THE chairman of the Senate Foreign Relations Committee has urged the Duterte government not to shut the door on investigators from the International Criminal Court (ICC), saying such would irreparably ruin the image the Philippines projects as a “responsible” member of the international community.
At the same time, Sen. Aquilino “Koko” Pimentel III suggested several avenues “of defense are available” to the Philippine government—and the individuals named in the report of a special prosecutor, for which an ICC pre-trial unit gave clearance to proceed last week.
“As a responsible member of the international community, let’s cooperate and not say outright we will not allow them in,” Pimentel said in a radio interview last Sunday.
“That’s the image we want to cultivate, right? That we are a responsible and cooperative member: we are not a rogue state; we honor international treaties. So, let us cooperate, especially if we have nothing to hide,” Pimentel said in a mix of English and Filipino.
At the same time, Pimentel, a bar topnotcher, suggested that there are defenses available to those named in the ICC prosecutor’s report that named, besides Duterte, several other individuals for their respective roles in his administration’s war on drugs.
Among them is Pimentel’s peer, Sen. Ronald “Bato” dela Rosa, who was the president’s first National Police chief, tasked with presiding over the anti-drugs campaign, before he was elected to the Senate in 2019.
Invoking these lines of defense, added Pimentel, is better than rejecting entry to international probers outright, thus damaging the country’s image in the global community.
The first line of defense that they may raise is that, being a penal statute, the Rome Statute should have been published as required by the Philippine Constitution. It was not, Presidential Legal Counsel Salvador S.B. Panelo had pointed out last week.
The second line of defense deals with the substance of the treaty.
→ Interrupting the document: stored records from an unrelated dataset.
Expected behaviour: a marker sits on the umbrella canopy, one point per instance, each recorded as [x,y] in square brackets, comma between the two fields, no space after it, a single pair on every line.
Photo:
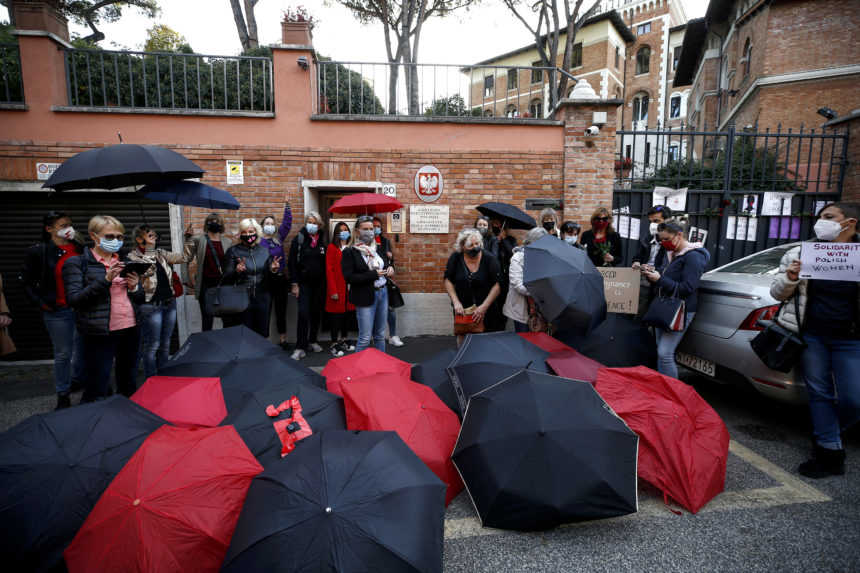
[54,467]
[183,401]
[419,417]
[368,362]
[684,443]
[344,501]
[565,284]
[122,165]
[190,193]
[173,507]
[243,360]
[432,372]
[536,451]
[486,359]
[365,203]
[320,410]
[512,217]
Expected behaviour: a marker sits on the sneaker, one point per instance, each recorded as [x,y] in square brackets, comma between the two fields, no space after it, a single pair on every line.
[298,354]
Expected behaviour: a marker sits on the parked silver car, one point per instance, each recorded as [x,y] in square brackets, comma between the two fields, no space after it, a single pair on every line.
[732,299]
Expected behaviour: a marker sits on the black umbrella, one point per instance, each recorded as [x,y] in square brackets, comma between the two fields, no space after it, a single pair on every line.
[244,360]
[432,372]
[537,450]
[620,341]
[343,501]
[566,285]
[190,193]
[485,359]
[320,409]
[122,165]
[512,217]
[54,467]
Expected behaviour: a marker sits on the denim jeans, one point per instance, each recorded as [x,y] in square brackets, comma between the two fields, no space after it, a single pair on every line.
[68,346]
[831,370]
[371,322]
[667,342]
[157,322]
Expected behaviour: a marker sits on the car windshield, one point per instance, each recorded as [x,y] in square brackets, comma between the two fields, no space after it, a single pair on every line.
[763,263]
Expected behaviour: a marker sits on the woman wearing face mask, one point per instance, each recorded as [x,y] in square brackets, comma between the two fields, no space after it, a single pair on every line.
[158,313]
[42,276]
[249,263]
[208,249]
[103,301]
[471,277]
[273,239]
[366,272]
[336,303]
[307,275]
[601,242]
[687,262]
[829,323]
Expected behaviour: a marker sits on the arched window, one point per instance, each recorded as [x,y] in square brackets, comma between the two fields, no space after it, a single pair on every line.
[643,60]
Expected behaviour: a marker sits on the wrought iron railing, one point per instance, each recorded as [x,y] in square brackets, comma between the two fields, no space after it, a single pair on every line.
[169,81]
[11,81]
[433,90]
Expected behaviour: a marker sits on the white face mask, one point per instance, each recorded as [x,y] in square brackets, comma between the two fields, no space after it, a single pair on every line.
[827,230]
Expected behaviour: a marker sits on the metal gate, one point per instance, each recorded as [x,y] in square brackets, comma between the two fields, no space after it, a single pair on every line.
[746,190]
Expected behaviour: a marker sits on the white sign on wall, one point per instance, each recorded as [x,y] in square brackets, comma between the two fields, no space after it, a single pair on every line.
[429,218]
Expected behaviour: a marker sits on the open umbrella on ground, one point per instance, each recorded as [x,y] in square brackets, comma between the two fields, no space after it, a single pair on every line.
[536,451]
[262,431]
[365,203]
[684,444]
[173,507]
[190,193]
[565,284]
[420,418]
[340,371]
[486,359]
[344,501]
[54,467]
[243,360]
[183,400]
[123,165]
[432,372]
[512,217]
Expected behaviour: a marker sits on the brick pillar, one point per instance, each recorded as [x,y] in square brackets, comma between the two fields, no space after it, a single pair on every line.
[589,161]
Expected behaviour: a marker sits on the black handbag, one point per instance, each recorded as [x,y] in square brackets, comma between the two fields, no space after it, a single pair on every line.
[778,347]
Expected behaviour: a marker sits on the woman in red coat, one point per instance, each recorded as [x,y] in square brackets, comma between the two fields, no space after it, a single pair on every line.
[336,303]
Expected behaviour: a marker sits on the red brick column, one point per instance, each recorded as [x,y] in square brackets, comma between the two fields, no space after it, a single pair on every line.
[589,161]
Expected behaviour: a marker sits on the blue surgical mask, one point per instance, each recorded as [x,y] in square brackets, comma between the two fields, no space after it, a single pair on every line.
[112,246]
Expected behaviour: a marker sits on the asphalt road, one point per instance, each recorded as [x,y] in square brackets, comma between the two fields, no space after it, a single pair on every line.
[768,519]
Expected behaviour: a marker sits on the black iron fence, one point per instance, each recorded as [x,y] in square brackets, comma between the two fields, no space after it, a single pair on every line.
[169,81]
[744,191]
[433,90]
[11,82]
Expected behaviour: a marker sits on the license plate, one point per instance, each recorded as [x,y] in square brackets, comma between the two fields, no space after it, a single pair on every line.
[695,363]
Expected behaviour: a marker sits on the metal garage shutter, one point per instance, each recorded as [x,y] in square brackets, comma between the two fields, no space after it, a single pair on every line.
[20,226]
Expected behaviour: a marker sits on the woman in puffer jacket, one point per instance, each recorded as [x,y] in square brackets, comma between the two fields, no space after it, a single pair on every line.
[829,323]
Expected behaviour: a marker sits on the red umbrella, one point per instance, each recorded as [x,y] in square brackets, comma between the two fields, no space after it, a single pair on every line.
[365,203]
[571,364]
[361,364]
[173,507]
[683,443]
[183,400]
[415,412]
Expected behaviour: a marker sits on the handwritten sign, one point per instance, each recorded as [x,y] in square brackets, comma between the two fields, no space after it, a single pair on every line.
[830,261]
[621,287]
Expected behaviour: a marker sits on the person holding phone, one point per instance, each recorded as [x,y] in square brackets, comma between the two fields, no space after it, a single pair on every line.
[104,304]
It lists “piracy, crimes against humanity, genocide,” Pimentel said, noting that the accused can state that the acts cited in prosecutor’s complaint don’t fall under these.
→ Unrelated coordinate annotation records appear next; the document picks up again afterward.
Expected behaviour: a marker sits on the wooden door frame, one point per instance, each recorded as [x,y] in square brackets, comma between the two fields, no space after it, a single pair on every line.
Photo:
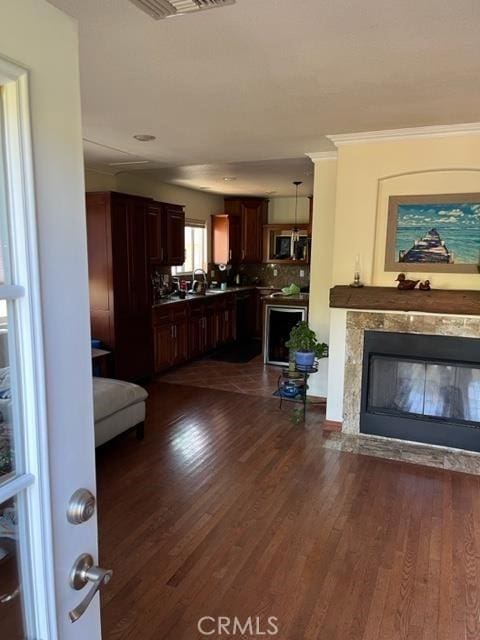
[33,483]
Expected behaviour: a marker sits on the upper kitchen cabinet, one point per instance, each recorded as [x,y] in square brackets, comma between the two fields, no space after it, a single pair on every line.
[165,234]
[118,277]
[237,235]
[155,234]
[226,238]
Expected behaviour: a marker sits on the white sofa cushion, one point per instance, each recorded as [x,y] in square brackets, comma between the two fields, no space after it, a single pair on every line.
[110,396]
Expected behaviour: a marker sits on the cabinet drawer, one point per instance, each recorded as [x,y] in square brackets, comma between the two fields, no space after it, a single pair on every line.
[162,315]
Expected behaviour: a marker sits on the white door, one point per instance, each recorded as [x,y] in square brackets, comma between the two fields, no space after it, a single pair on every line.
[46,416]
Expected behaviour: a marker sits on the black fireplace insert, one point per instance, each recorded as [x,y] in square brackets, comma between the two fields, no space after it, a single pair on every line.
[422,388]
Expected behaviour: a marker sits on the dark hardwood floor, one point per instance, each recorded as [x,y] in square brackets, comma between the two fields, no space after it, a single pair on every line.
[229,509]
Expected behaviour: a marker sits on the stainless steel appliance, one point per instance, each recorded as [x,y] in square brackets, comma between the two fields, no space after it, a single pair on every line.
[279,321]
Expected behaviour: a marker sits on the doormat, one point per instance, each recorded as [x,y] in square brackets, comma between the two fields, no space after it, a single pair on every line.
[237,352]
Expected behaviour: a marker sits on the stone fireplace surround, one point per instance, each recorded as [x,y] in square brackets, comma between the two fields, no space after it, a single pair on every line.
[349,322]
[360,321]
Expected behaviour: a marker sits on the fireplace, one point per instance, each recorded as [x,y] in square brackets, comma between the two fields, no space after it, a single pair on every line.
[424,388]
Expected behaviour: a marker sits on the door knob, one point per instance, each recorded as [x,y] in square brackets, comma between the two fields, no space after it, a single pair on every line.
[83,572]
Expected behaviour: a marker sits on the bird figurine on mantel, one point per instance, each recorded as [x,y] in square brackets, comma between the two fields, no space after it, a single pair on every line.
[404,284]
[425,286]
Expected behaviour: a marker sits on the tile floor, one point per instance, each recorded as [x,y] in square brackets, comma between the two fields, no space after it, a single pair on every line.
[252,378]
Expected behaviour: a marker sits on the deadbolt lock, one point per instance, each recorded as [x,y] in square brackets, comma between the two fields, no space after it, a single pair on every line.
[81,506]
The solon added “the third line of defense that may be invoked is that the treaty only comes into play if courts no longer function in a country.” Pimentel suggests “they can invoke that the judicial system is still functioning in the country.”
Asked for a reaction on Presidential Spokesman Harry Roque’s remark that Duterte would rather die than face international judges, Pimentel does not see it likely so soon.
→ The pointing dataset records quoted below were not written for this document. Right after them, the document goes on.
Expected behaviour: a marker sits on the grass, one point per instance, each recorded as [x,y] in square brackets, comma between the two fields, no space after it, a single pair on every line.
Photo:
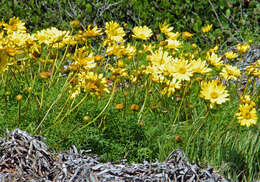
[162,123]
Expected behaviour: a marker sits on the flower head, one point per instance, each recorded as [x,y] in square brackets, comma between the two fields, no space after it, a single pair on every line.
[186,35]
[14,25]
[165,28]
[199,66]
[214,60]
[180,69]
[95,31]
[243,48]
[206,28]
[173,44]
[214,91]
[247,115]
[114,31]
[231,55]
[230,72]
[143,33]
[171,86]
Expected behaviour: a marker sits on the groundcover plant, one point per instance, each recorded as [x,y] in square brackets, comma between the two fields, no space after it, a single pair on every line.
[133,94]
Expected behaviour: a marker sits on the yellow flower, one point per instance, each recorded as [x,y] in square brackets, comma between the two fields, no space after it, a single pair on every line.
[94,83]
[247,115]
[199,66]
[231,55]
[74,23]
[173,44]
[213,50]
[186,35]
[243,48]
[115,49]
[174,36]
[214,60]
[129,50]
[179,69]
[253,70]
[171,86]
[159,57]
[114,31]
[3,61]
[148,48]
[165,28]
[143,33]
[206,28]
[93,32]
[230,72]
[245,99]
[15,24]
[214,91]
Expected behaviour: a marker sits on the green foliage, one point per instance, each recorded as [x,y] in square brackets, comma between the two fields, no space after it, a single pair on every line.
[119,134]
[234,18]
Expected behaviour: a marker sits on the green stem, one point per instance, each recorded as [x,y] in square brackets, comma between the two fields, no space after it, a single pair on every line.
[197,129]
[182,100]
[108,102]
[145,99]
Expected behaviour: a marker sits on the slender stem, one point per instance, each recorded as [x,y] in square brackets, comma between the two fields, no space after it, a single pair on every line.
[19,113]
[145,99]
[78,125]
[197,129]
[64,88]
[182,100]
[108,102]
[230,126]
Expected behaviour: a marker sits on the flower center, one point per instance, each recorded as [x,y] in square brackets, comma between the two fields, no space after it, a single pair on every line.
[182,70]
[214,95]
[247,115]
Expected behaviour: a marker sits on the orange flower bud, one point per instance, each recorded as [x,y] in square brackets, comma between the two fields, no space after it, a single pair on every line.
[45,75]
[134,107]
[19,97]
[120,106]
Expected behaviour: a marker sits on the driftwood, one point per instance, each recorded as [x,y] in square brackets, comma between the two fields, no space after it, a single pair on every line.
[27,158]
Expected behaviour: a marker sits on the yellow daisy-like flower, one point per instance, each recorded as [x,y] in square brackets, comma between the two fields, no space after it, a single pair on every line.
[173,44]
[114,31]
[174,36]
[253,70]
[206,28]
[186,35]
[15,24]
[171,86]
[199,66]
[214,91]
[243,48]
[129,50]
[74,23]
[159,57]
[165,28]
[94,83]
[95,31]
[231,55]
[3,61]
[245,99]
[214,60]
[213,50]
[179,69]
[143,33]
[247,115]
[230,72]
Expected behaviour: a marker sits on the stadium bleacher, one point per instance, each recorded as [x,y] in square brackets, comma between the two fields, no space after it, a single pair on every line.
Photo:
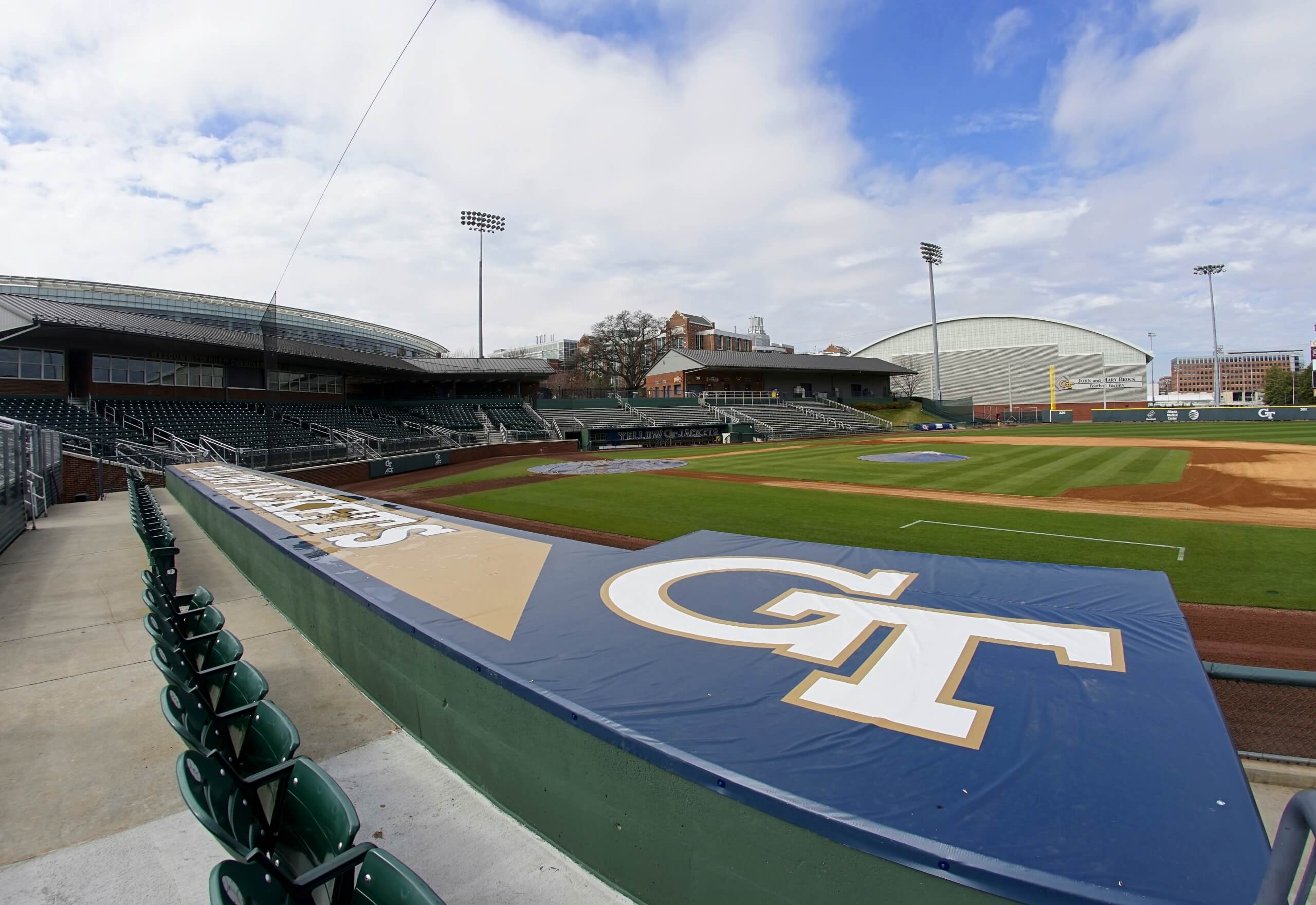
[56,413]
[229,423]
[287,823]
[452,415]
[333,415]
[782,418]
[514,416]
“Malayo pa ’yun, kasi nga imbestigasyon pa lang [That’s still remote because this is just the investigation stage].” He added that “even if we are no longer ICC member, we should still cooperate. The persons named there should still be available.”
In seeking clearance to proceed with an investigation, ICC prosecutor Fatou Bensouda has said she found probable evidence that “crimes against humanity” were committed by state actors in the deaths of thousands in Duterte’s war on drugs, for which the government lists a total of some 6,000 deaths—a number that other quarters insist could reach up to 20,000.
Bensouda said earlier that vigilante-style killings by policemen had pushed up the civilian death toll to anywhere between 12,000 civilians and 30,000 civilians.